The Genesis of Resiliency – Supply Chains (Part 2 of 9)

This is the second part of a 9-part series on 9-key strategic business areas that are vital for the continuity of services and operations.


 

Supply chains are critical for your business regardless of whether you interact directly or indirectly with them.


Direct vs. Indirect Supplier Interactions

Direct interaction means that your business processes are heavily – or even entirely – dependent on your suppliers providing you with the materials or services needed for you to remain in business.


Examples

  • Retail stores that depend on goods being delivered to the store.

  • Organizations that depend on 3rd party human resources to deliver projects or to monitor technology.

  • Raw metals for your organization to produce machine parts.


In April 2020, Harvard Business Review published an article about introducing stress tests for supply chains to determine key metrics such as:

  • Time to Recover (TTR) - the time it would take for a particular node in the supply chain (a supplier facility, a distribution center, a transportation hub) to be restored to full functionality after a disruption.

  • Time to Survive (TTS) - the maximum duration that the supply chain can match supply with demand after a facility disruption.

These stress tests are similar to those introduced for banks after the 2008 financial crisis and we agree they need to be done.


But what about indirect supplier interactions?


Indirect interaction means that your business processes can continue without a supplier for a certain period of time before there is an impact to your business.


Examples

  • A call center team that can continue taking calls until there is a hardware malfunction or telecommunications failure.

  • A business that is dependent on security organizations to protect or monitor physical properties or processes (e.g. cash handling).

  • Businesses such as landlords, credit lending agencies, and gyms that have a pre-authorized debit plans with their customers.

Even if your business is 2 or 3 levels removed from your suppliers you still need to assess the resiliency of these suppliers and how their loss could affect you.


Assessing Indirect Suppliers

How do we assess indirect supplier dependencies and impacts?


One way is by applying our Genesis Resiliency Agile user stories method in a specific tabletop scenario that is relevant to you and which could cause significant impacts to your organization.


Scenario Example


Your business

We provide inbound call center services for other organizations and have contracts to handle 80% of the daily call volume of our clients.


Scenario

Indirect suppliers on whom we depend have failed, affecting our ability to meet our contracted agreements.


Consider the perspective of our client (or user)

The expected benefit for the client is that we will always meet the 80% daily call volume requirement.


Go through a process of Agile user story writing

Identify blind spots in your continuity planning process and document corresponding strategies (or outputs) that mitigate the risk to our user.

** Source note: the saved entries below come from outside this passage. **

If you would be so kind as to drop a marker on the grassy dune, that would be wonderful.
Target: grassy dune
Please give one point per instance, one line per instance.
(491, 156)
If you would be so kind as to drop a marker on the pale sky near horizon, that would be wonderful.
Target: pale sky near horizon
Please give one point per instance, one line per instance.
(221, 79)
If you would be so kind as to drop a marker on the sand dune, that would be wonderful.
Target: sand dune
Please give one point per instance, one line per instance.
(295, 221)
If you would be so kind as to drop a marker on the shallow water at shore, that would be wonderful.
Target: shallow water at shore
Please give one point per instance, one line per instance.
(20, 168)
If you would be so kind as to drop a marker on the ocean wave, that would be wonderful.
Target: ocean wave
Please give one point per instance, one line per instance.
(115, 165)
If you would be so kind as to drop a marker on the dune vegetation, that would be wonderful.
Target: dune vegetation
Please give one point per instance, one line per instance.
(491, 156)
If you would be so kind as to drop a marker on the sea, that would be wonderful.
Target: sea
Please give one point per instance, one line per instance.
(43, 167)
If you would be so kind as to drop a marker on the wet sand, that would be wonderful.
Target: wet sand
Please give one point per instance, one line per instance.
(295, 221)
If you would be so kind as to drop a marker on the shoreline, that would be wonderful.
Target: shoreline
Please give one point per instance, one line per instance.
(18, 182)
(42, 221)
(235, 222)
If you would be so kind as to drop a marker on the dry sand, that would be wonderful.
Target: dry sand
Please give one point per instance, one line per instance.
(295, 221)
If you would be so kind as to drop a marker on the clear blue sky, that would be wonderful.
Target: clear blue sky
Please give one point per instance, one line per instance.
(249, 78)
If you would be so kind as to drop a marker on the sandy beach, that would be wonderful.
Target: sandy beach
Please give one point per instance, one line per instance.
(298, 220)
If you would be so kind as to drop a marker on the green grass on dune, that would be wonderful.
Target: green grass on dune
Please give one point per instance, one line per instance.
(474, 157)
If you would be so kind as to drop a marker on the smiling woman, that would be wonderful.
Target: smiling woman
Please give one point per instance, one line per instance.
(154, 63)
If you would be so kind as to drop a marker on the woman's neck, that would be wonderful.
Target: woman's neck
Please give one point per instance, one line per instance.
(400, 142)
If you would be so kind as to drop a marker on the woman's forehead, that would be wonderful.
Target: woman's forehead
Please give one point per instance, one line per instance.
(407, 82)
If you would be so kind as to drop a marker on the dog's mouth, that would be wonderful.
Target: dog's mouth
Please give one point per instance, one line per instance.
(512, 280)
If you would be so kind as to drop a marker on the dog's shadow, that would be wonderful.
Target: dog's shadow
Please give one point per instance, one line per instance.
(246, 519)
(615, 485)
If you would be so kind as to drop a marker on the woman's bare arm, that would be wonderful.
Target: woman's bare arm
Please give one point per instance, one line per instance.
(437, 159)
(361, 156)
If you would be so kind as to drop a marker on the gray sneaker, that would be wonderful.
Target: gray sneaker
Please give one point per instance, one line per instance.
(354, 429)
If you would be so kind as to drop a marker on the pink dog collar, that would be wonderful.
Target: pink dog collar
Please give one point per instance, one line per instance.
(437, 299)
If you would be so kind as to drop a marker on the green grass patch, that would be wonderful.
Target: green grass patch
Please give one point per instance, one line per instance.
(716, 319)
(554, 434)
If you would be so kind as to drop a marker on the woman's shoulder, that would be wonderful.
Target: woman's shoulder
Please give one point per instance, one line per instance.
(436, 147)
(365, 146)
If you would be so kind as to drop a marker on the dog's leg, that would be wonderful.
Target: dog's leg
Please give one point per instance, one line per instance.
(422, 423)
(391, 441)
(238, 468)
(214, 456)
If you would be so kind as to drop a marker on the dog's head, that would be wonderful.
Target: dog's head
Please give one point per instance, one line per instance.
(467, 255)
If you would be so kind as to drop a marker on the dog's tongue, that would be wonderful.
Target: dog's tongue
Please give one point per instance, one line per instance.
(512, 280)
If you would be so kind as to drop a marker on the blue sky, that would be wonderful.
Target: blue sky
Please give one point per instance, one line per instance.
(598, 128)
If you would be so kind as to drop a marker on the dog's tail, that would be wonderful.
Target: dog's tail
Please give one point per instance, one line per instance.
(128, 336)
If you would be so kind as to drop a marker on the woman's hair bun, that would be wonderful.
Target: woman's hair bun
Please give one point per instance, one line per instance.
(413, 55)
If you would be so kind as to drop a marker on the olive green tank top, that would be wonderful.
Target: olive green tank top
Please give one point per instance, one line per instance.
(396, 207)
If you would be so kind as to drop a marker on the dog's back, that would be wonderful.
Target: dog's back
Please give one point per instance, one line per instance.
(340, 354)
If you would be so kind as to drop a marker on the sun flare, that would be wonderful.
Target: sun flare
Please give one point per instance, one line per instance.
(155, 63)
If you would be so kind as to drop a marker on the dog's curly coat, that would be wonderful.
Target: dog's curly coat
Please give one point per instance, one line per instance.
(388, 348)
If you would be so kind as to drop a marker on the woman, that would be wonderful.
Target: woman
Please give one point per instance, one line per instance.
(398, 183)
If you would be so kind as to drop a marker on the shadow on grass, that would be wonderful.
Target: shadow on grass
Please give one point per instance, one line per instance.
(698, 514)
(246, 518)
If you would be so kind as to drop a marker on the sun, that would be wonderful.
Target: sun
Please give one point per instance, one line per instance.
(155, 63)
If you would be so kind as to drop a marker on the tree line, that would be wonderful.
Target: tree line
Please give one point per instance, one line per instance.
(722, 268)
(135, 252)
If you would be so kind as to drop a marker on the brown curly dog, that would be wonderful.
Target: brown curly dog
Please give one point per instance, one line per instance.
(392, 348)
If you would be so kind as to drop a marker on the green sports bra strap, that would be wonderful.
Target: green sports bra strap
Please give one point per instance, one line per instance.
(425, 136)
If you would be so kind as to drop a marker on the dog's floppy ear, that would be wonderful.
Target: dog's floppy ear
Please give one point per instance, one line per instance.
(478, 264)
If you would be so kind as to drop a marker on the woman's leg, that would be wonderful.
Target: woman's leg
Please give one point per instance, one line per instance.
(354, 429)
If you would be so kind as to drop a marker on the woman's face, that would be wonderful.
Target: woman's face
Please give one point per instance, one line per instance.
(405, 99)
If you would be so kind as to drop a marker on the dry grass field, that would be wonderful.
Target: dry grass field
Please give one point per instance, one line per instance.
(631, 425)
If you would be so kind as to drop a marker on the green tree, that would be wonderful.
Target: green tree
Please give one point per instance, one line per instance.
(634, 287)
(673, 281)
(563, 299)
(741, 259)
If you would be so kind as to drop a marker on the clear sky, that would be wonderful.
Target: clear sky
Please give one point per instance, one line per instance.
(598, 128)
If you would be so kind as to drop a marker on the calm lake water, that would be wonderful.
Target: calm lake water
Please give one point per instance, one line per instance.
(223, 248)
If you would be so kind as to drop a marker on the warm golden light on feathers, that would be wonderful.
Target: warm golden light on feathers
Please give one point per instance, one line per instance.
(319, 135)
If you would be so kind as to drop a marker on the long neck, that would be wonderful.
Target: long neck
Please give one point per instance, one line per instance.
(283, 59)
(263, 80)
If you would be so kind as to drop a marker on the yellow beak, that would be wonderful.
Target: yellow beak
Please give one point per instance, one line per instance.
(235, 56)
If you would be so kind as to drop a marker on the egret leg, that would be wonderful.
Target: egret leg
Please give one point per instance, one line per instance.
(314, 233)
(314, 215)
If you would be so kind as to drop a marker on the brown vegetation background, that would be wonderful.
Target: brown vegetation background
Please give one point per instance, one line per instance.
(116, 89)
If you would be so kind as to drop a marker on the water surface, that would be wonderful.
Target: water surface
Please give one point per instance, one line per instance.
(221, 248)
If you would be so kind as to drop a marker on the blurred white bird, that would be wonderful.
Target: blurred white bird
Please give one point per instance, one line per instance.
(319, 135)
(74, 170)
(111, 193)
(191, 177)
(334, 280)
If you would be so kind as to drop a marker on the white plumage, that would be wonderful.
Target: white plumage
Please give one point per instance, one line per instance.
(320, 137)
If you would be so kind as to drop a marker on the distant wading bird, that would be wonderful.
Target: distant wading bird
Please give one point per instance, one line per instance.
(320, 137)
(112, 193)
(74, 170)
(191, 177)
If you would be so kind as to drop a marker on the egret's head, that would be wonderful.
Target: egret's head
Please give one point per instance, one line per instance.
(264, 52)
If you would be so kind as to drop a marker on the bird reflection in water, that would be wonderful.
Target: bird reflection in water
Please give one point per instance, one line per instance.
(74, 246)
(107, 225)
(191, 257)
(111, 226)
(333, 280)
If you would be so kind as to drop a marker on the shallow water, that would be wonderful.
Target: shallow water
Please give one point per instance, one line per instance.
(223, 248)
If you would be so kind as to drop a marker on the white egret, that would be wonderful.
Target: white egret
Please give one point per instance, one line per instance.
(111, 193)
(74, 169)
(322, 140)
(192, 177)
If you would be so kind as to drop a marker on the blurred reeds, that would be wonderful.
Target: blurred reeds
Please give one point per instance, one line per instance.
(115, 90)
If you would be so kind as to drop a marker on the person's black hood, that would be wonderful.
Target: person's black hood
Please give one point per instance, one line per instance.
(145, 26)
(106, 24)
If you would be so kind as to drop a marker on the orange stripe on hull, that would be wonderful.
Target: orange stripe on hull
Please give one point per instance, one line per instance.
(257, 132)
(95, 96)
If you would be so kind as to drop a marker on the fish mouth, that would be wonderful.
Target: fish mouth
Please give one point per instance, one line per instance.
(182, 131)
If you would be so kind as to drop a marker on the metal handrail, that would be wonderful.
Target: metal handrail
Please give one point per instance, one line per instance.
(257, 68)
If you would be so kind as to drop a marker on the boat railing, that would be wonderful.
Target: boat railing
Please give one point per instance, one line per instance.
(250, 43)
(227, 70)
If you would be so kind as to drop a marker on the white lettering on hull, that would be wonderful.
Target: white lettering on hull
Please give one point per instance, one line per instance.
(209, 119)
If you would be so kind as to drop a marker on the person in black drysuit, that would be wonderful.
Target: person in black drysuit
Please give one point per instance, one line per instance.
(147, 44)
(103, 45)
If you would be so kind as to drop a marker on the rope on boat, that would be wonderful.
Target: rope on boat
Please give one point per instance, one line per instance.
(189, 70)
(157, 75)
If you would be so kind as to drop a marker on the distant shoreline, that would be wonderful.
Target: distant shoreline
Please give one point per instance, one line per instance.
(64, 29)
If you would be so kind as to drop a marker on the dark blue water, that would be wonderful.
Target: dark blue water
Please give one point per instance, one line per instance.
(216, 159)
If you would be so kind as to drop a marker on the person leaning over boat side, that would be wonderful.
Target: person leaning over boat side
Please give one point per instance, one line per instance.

These outputs may include:

  • Developing co-location assessment strategies to ensure that our staff are on different hydro grids or have different internet service providers to mitigate against single point of failures.

  • Arranging continuous hiring, training, or re-skilling initiatives to meet user requirements.

  • Establishing a business process improvement strategy to initiate meetings with our suppliers on a regular basis if their services change (e.g. due to the pandemic).


The Genesis Resiliency uses a method of Agile user stories to strengthen a businesses understanding of indirect supplier resiliency. Additionally, through the conversations and resulting outputs (or strategies) our method generates, we improve your business continuity planning processes, safeguarding your organizations interests and those of our local, regional & global communities.